Social Media and its Relation to Political Science

When the Internet first came to be, no one knew exactly how it would affect the lives of everyone living on the planet. Decades later, almost everyone uses the Internet. Whether it be for the pursuit of knowledge, happiness, riches, and even political ambitions.

In the old days, people who want to run for public office had to go on the streets and hold rallies in order for the masses to listen to what they had to say. Now it’s all about Facebook and Twitter marketing and recording political speeches and meetings and uploading them in Youtube. Others use Foursquare as a means of announcing to the online world where the campaign rally is going to be. There’s even a rising trend of politicians hiring social media managers for their Facebook and Twitter pages!

Have you ever wondered why people get all crazy whenever they hear social networking sites? Are you surprised why a Youtube video, despite having a boring and mundane presentation, is actually gathering thousands of subscribers and viewers? Are you shocked why businesses are now dependent on Twitter?

Social media is the great melting pot of business and personal communication. Whether we like it or not, people are, and will always be, attracted to social media because of its unlimited and creative potential. Think of the thousands of blogs being created day by day, the millions of members Facebook, Twitter and MySpace receive, and the hundreds of videos being uploaded to Youtube by just one single member! You just don’t create relationships and bonds with social media; you earn money as well.

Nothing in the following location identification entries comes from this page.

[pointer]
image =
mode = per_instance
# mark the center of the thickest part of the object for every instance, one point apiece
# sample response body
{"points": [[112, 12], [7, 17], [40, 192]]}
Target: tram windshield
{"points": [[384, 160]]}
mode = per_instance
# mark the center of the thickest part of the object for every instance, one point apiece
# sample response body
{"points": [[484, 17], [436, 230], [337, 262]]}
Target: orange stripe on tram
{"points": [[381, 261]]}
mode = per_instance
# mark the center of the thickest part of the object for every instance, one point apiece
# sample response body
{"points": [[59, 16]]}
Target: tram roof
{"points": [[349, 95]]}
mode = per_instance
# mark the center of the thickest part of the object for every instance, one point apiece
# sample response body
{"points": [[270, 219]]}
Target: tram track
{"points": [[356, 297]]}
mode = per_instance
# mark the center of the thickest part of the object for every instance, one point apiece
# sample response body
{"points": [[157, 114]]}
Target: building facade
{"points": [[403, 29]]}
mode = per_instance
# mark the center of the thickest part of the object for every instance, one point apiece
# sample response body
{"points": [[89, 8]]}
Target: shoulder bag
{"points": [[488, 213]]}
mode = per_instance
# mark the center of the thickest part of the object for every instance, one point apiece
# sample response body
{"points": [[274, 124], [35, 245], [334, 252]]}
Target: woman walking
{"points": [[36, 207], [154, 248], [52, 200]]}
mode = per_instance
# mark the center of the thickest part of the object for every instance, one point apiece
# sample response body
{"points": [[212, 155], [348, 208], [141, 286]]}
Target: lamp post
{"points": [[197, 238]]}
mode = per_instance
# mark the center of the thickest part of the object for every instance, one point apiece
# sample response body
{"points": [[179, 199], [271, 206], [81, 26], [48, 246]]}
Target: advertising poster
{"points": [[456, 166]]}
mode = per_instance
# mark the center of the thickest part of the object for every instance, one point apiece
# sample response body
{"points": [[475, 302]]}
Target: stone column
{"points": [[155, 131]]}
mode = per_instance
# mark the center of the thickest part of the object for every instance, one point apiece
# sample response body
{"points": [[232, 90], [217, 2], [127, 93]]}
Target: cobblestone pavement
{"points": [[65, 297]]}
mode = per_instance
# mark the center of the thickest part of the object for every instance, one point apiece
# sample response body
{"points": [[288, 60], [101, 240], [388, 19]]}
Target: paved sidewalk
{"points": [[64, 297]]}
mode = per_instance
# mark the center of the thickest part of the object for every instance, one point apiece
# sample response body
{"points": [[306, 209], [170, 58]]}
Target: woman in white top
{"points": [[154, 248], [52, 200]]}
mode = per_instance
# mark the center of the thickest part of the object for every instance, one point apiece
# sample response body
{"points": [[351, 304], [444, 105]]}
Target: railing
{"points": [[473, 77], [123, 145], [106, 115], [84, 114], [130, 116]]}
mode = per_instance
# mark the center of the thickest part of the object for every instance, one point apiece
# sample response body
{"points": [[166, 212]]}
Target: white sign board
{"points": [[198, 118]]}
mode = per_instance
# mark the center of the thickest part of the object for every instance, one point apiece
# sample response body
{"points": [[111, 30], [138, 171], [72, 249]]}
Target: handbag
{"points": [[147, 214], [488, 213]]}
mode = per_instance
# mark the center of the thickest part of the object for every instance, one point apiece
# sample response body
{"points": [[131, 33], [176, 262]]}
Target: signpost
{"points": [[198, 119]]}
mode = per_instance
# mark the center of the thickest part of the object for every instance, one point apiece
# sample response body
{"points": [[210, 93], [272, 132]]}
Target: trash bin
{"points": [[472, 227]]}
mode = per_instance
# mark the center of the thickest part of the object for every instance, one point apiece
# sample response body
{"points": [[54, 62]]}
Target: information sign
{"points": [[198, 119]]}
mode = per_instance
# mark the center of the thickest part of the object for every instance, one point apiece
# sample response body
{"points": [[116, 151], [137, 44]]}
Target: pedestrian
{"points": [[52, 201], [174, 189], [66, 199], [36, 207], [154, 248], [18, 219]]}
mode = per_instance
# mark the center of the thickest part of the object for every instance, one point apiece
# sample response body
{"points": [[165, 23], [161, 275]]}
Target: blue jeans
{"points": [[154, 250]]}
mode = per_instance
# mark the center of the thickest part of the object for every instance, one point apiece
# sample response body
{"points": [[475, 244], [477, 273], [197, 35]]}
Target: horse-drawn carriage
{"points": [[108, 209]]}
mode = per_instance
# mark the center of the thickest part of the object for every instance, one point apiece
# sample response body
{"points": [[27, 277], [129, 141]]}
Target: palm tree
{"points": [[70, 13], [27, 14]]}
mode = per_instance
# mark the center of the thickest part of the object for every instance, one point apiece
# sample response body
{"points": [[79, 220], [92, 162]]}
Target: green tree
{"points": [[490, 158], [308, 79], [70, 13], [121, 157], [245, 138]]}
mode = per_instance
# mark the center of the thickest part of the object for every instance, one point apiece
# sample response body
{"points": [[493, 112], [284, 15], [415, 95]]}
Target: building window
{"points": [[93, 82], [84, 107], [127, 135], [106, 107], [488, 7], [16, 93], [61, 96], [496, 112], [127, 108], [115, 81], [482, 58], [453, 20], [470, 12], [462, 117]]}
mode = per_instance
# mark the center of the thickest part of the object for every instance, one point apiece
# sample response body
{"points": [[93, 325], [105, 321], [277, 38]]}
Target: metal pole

Think of those games that you see and play in Facebook; Zynga, for example, has made millions ever since they started creating games in Facebook. Twitter is the secret weapon of internet marketers, channeling hundreds of promotions with a few posts on the social media site. Because of all these positive effects on both the business and personal aspects of our everyday lives, social media is now described as “the next big thing since the Internet.”

If games can be promoted with social media, then I’m pretty sure a political candidate can be marketed without problems. My friend and I finally agreed that when the time comes, there will be a new subject for political science students to talk and research about.